Sunday, August 19, 2012

Poem for Sunday and Seneca Creek State Park

By Rose McLarney

Some springs, apples bloom too soon.
The trees have grown here for a hundred years, and are still quick
to trust that the frost has finished. Some springs,
pink petals turn black. Those summers, the orchards are empty
and quiet. No reason for the bees to come.

Other summers, red apples beat hearty in the trees, golden apples
glow in sheer skin. Their weight breaks branches,
the ground rolls with apples, and you fall in fruit.

You could say, I have been foolish. You could say, I have been fooled.
You could say, Some years, there are apples.

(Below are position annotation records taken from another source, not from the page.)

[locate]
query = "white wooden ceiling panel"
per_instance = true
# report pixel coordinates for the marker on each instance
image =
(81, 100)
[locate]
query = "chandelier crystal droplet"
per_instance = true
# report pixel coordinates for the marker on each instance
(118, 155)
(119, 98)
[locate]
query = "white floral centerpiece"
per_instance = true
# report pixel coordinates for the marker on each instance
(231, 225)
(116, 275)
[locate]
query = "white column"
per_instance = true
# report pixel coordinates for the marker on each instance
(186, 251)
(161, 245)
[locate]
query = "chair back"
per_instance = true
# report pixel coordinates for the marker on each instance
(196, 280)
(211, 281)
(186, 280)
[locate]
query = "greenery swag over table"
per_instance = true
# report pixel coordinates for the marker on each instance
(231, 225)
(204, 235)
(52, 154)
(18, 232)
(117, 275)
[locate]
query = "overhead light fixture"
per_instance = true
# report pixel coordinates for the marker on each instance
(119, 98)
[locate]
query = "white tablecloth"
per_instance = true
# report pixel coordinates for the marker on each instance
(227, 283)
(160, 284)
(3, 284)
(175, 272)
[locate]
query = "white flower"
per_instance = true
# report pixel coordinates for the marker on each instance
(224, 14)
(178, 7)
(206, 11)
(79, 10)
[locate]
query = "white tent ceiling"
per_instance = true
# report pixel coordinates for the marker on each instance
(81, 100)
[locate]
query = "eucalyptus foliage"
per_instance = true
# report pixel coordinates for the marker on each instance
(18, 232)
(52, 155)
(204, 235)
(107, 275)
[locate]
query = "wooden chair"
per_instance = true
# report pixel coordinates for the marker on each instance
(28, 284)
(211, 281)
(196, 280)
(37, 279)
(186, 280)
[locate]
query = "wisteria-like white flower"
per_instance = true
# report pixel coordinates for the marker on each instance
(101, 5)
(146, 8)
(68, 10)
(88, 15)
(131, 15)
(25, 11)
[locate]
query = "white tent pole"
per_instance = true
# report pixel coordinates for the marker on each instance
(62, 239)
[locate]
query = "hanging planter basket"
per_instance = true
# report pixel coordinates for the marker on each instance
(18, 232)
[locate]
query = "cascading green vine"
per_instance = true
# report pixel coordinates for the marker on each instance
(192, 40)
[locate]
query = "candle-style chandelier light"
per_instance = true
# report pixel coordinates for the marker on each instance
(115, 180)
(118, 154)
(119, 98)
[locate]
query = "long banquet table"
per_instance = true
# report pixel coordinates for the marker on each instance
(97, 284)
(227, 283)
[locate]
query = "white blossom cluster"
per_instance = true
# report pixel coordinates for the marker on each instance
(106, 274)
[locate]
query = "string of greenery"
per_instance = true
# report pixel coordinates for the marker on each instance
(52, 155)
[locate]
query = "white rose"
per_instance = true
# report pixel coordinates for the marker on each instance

While Adam was working at Glen Echo after lunch -- we all had a pretty quiet morning, I finally finished the kind of meh historical novel I was reading only to discover to my chagrin that it's the first in a trilogy -- we went to Seneca Creek State Park. It was another gorgeous afternoon, not too warm, partly overcast, and after we hiked along the creek, we walked to the lake and through the woods around it. There were plenty of animals and lots of lush green undergrowth.

On the way home we stopped to pick up The Hunger Games on DVD (Target has a 3-disc set with extra features, which made that the place to get it), and after dinner, we watched it -- still terrific performances, and the script kept pretty much everything I thought was important from the novel. Then we watched The Timey-Wimey Stuff of Doctor Who, which I would have liked better with less Eleven and more everyone else, but I suppose we have to enjoy what we get!